FIG. 4 illustrates a general view of an example of an embodiment. The user is shown to play an instrument, namely a guitar in this case, using a mobile apparatus with microphone or line-in to track user's performance, i.e. playing of the instrument, and to detect which notes and chords the user plays. The user may start to perform freely with their instrument and the system and method thereof recognize the song after which the user may be provided with written music and lyrics pertaining to the song via the display of the mobile apparatus. Further, the system and method may after recognition of the song start playing a backing track pertaining to the recognized song via the mobile apparatus, optionally at the place and tempo at which the user is performing the song.


The user performance may comprise, for example, playing of a plurality of opening chords of a song or some other position or part of a song. Additionally, user play history is combined with the detected user performance so that a song corresponding to the user performance may be more effectively detected from a large set of songs. The mobile apparatus is provided with user play history, song information and backing track audio data from an external server or cloud arrangement. As mentioned, such song information may comprise notation of the song but also further information such as practice information or alternative versions of the song and/or various types of visualization of the song or user performance thereof. Alternatively, the mobile apparatus may store at least part of the user play history, song information and backing track data. This way the user may utilize the system and method by very little user intervention or operation of the user interface and focus on free expression on their instrument, which is automatically detected and matched with a song to which song information may then be provided automatically for example to accompany the user's playing or help them play or practice the song.


Many tempo estimation techniques are known and may be used since it is a widely discussed topic in prior art. Examples of estimating user activity, playing position and tempo are discussed hereinbelow, which are all obtained by analyzing the performance audio signal in real time:


Activity features indicate when the user is actually playing as opposed to momentarily not producing any sounding notes from the instrument. The latter can be due to any reason, such as a rest (silent point) in the rhythmic pattern applied, or due to the performer pausing her performance. Accordingly, activity features play two roles in our system: 1) They allow weighting the calculated likelihoods of different chords in such a way that more importance is given to time points in the performance where the performer actually plays something (that is, where performance information is present). 2) Activity features allow the method to keep the estimated position fixed when the performer pauses and continue moving the position forward when performance resumes.

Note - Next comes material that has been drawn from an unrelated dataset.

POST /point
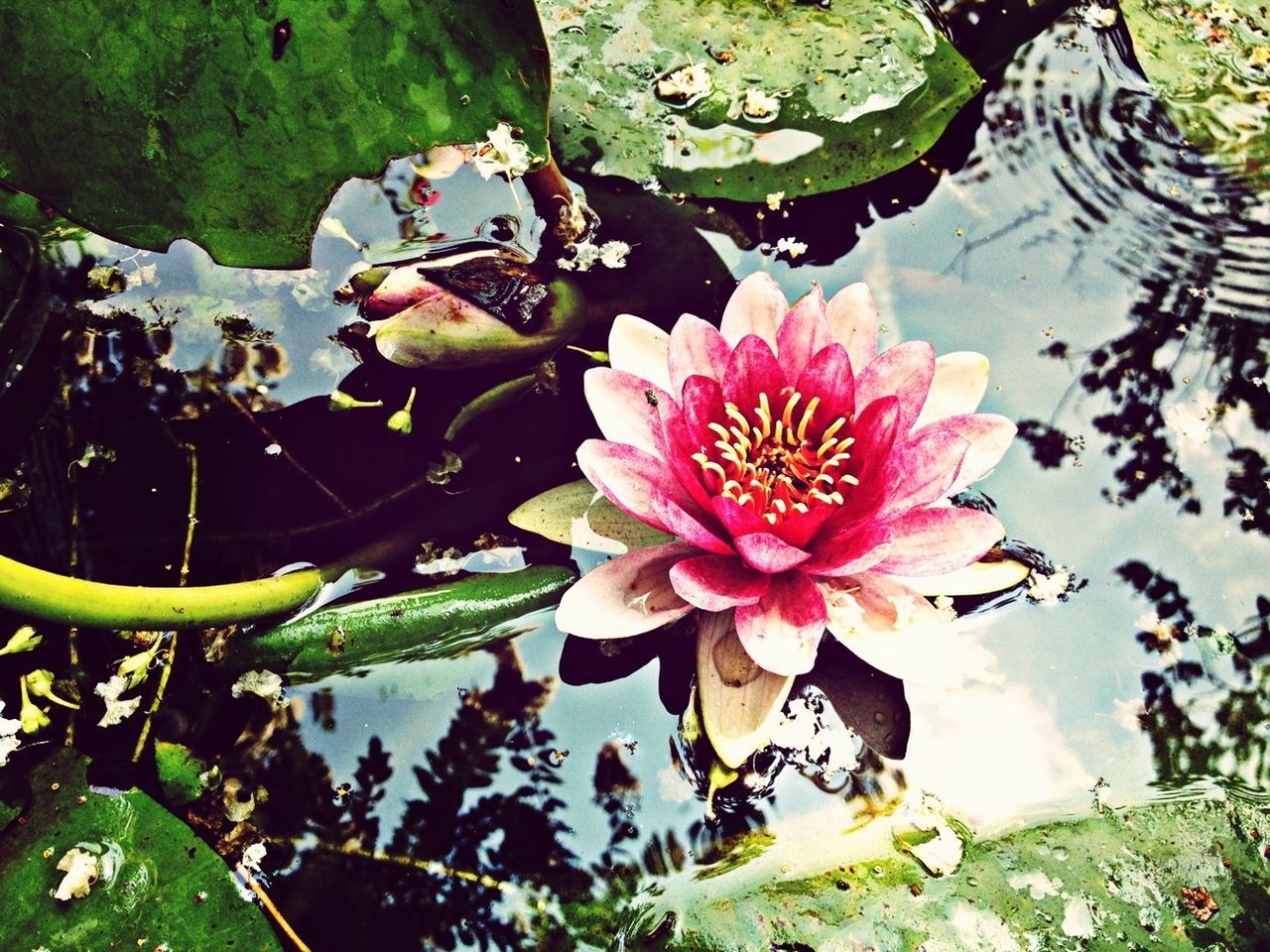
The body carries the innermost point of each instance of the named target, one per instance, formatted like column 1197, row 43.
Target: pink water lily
column 806, row 476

For amateur performers, it is not uncommon to hesitate and even stop for a moment to figure out a hand position on the instrument, for example. Also, when performing at home, it is not uncommon to pause performing for a while to discuss with another person, for example. More technically, activity features describe in an embodiment the probability of any notes sounding in a given audio segment: p(NotesSounding|AudioSegment(t)) as a real number between 0 and 1.

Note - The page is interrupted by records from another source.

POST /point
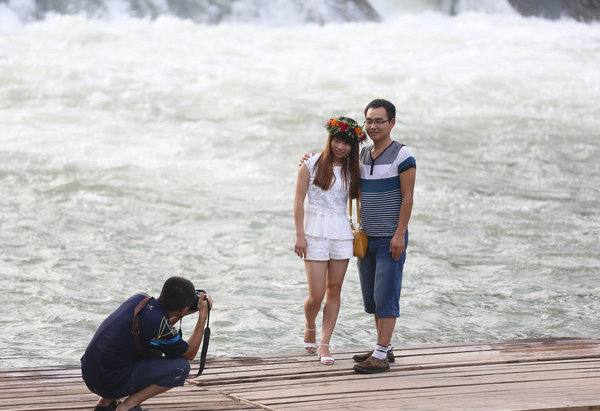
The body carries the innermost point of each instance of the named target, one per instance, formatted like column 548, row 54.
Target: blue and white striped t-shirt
column 380, row 188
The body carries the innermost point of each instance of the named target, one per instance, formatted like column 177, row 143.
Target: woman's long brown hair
column 324, row 177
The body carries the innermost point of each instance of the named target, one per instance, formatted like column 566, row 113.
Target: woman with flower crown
column 323, row 235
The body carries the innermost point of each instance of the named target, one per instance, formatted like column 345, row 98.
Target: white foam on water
column 131, row 149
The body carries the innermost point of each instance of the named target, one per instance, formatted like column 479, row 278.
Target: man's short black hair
column 177, row 293
column 380, row 102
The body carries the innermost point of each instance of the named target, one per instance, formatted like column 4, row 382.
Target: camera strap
column 205, row 340
column 135, row 327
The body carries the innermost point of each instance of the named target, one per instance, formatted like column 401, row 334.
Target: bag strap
column 357, row 208
column 135, row 327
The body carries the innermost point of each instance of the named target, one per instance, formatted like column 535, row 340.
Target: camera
column 194, row 305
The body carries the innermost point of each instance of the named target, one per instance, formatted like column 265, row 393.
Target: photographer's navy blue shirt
column 111, row 354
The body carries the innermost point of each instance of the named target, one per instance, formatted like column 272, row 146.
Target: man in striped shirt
column 388, row 171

Tonal features monitor the pitch content of the user's performance. As described above, when performing from a lead sheet, we do not know in advance the exact notes that the user will play nor their timing: the arrangement/texture of the music is unknown in advance. For that reason, we instead employ an array of models that represent different chords that may appear in the lead sheets. The models allow calculating a “match” or “score” for those chords: the likelihood that the corresponding chord is sounding in a given segment of the performance audio. Note that the system can be even totally agnostic about the component notes of each chord—for example when the model for each chord is trained from audio data, giving it examples where the chord is/is not sounding. Tonality feature vector is obtained by calculating a match between a given segment of performance audio and all the unique chords that occur in the song. More technically: probabilities of different chords sounding in a given an audio segment t: p(Chord(i)|AudioSegment(t)), where the chord index i=1, 2, . . . , <number of unique chords in the song>. Tonality features help us to estimate the probability for the performer to be at different parts of the song. Amateur performers sometimes jump backward in the performance to repeat a short segment or to fix a performance mistake. Also jumps forward are possible. Harmonic content of the user's playing allows the method to “anchor” the users position in the song even in the presence of such jumps.

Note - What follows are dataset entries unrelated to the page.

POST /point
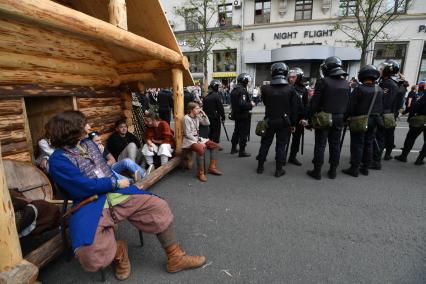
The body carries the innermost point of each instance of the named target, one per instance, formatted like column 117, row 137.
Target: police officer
column 386, row 136
column 165, row 104
column 281, row 109
column 241, row 106
column 417, row 108
column 213, row 107
column 360, row 101
column 331, row 96
column 295, row 78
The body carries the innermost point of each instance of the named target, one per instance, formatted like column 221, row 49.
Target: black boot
column 316, row 172
column 332, row 173
column 279, row 171
column 352, row 171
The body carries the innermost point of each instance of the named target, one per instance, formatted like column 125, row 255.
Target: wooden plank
column 45, row 90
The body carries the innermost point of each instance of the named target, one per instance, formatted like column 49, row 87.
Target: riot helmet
column 214, row 85
column 243, row 79
column 368, row 72
column 332, row 66
column 279, row 73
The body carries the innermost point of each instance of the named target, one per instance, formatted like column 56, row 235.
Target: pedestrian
column 386, row 134
column 213, row 107
column 281, row 107
column 366, row 100
column 295, row 78
column 240, row 107
column 329, row 105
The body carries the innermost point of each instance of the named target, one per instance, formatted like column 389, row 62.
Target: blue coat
column 83, row 222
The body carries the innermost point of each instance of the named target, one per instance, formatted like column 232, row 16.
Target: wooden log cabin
column 81, row 55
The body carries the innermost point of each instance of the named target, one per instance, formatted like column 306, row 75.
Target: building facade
column 301, row 33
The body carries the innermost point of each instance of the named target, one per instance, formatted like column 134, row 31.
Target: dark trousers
column 241, row 133
column 412, row 135
column 282, row 133
column 332, row 135
column 362, row 143
column 215, row 128
column 295, row 140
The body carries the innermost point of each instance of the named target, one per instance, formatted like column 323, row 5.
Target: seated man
column 81, row 171
column 159, row 140
column 123, row 144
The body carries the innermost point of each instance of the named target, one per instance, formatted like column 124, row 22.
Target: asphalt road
column 261, row 229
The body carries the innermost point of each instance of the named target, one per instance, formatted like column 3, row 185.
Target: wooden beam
column 118, row 13
column 40, row 90
column 48, row 13
column 177, row 81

Tempo features is used to estimate the tempo (or, playing speed) of the performer in real time. In many songs, there are segments where the chord does not change for a long time. Within such segments, the estimated tempo of the user drives the performer's position forward. In other words, even in the absence of chord changes (harmonic changes), having an estimate of the tempo of the user allows us to keep updating the performer's position. More technically: probabilities of different tempos (playing speeds) given the performance audio segment t, p(Tempo(j)|AudioSegment0, 1, 2, . . . , t)), where index j covers all tempo values between a minimum and maximum tempo of interest.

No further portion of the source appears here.